It is common that SELEX-selected DNAs form G-quartets (43), a type of structure that cannot be predicted by mfold. Therefore, we examined the selected oligonucleotides for the presence of a minimum of four interspersed GG dinucleotides. Eleven sequences meeting this criterion were placed into group D (Fig. 1D).
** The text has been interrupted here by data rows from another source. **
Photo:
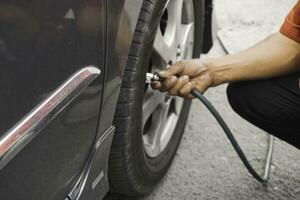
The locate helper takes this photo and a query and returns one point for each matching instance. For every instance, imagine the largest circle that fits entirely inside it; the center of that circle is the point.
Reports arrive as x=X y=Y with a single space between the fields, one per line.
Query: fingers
x=180 y=83
x=165 y=85
x=186 y=90
x=175 y=69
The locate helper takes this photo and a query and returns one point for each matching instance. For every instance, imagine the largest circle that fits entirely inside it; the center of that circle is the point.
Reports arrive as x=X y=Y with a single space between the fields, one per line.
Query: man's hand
x=276 y=56
x=184 y=76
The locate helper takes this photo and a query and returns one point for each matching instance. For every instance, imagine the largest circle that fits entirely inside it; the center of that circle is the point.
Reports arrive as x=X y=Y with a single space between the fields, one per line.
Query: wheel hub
x=173 y=41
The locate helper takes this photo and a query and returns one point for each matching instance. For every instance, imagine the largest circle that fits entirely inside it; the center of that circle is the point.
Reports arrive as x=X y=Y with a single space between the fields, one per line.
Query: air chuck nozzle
x=150 y=77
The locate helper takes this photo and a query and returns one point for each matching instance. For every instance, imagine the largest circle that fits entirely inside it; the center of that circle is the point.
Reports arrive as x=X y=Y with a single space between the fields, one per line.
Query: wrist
x=216 y=72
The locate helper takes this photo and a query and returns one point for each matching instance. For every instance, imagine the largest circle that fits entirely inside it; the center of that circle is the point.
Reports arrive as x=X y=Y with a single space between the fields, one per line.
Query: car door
x=51 y=57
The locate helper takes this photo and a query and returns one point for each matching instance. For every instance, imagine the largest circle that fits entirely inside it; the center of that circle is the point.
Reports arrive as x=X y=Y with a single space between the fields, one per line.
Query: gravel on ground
x=206 y=167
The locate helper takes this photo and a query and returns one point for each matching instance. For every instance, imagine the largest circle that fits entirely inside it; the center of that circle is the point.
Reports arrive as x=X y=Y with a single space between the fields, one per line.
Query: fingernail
x=186 y=77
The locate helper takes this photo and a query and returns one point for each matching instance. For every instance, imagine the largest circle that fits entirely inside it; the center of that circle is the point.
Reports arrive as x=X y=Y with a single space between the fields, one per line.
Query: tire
x=131 y=171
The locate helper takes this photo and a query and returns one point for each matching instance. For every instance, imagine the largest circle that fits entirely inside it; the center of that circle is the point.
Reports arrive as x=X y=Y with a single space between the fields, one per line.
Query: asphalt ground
x=205 y=166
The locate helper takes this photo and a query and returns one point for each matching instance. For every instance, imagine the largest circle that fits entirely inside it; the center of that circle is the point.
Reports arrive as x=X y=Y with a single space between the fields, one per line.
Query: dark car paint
x=42 y=43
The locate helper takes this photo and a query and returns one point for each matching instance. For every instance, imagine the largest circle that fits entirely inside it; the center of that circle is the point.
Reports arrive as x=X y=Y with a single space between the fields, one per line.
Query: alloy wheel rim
x=173 y=41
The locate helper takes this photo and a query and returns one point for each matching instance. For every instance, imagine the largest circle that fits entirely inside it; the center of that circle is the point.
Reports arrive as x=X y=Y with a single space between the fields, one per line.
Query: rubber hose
x=232 y=139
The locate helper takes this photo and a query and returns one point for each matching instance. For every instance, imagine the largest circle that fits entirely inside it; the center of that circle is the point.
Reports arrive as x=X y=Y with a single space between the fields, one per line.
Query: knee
x=238 y=95
x=234 y=93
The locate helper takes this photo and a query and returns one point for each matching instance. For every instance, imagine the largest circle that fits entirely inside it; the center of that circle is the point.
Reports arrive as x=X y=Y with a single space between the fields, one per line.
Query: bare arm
x=275 y=56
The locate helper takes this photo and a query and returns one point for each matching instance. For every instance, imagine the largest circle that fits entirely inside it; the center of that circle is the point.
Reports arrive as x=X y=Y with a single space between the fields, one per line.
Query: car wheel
x=149 y=124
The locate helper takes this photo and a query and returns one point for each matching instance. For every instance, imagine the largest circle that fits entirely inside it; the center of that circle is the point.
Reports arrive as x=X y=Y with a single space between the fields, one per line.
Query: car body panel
x=42 y=43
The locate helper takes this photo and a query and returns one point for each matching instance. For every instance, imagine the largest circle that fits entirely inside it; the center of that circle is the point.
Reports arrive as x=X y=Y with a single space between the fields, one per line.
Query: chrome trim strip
x=15 y=139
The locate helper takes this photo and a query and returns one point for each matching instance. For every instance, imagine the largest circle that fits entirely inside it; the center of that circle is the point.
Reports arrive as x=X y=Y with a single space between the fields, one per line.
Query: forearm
x=275 y=56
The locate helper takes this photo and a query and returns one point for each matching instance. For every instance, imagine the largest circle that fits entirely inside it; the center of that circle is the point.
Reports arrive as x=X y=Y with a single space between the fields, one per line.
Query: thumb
x=175 y=69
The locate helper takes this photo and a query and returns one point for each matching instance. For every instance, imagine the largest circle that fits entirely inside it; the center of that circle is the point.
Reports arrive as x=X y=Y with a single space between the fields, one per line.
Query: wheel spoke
x=173 y=41
x=151 y=101
x=161 y=131
x=178 y=105
x=186 y=39
x=162 y=48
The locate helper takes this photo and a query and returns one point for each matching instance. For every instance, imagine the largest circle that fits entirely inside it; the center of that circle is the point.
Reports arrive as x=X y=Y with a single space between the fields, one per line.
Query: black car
x=77 y=118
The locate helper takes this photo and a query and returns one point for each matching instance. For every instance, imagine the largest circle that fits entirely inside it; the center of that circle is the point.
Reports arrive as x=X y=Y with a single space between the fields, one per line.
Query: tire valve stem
x=150 y=77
Screening for aptamers inhibiting the RNase H activity
Faced with the absence of conserved secondary structures, we checked individual sequences, chemically synthesized without the primer binding sequences, for their potential to inhibit human RNase H1 activity at a concentration of 500 nM, using RNA–DNA hybrid BD2 (Fig. 2) as substrate. BD2 enables us to discriminate between RNase H1 and RNase H2 activities (17). Only two sequences were potent inhibitors of the human RNase H1. Hence, these two inhibitory aptamers, V-2 and VI-2, were selected for further studies (Fig. 2A).
Figure 2.
Aptamer inhibition of RNase H. (A) Inhibition of the enzymatic activity of the human RNase H1 by aptamers V-2 and VI-2. (B) Test of aptamers V-2 and VI-2 for inhibition of the human RNase H2. The hybrid BD2 used is the same as used for the tests of the RNase H1, but the primary cut is located three nucleotides away from the 3′ end so that the major cleavage band does not migrate far from the initial intact hybrid. (C) Test of aptamer V-2 for inhibition of the mitochondrial RNase H from beef heart. Arrows to the left of the panels indicate cleavage products, which are indicated on the sequence of the RNA strand of the hybrid BD2 shown below panels B and C.
Selectivity of the aptamers for the human RNase H1
Aptamers V-2 and VI-2 were assayed for possible inhibitory effects on the activity of E.coli RNase HI and human RNase H2, partially purified from HeLa cell extracts by phosphocellulose chromatography (17). Activity was checked using the hybrid BD2 as a substrate. Aptamers V-2 and VI-2 had no effect at concentrations found to inhibit human RNase H1 (Fig. 2B) or on E.coli RNase HI (data not shown). These negative results were observed in assays using buffers for human RNase H1 or for E.coli enzyme (see Materials and Methods). Also, these aptamers did not inhibit the RNase H of HIV-1 RT even at concentrations as high as 4 µM (31). We have found that V-2 was also a good inhibitor of the RNase H partially purified from beef heart mitochondria, which appears to be very similar to the human RNase H1 (17). In conclusion, the aptamers appear to be selective for human RNase H1 or possibly a general inhibitor of the eukaryotic RNases H1 (Fig. 2C).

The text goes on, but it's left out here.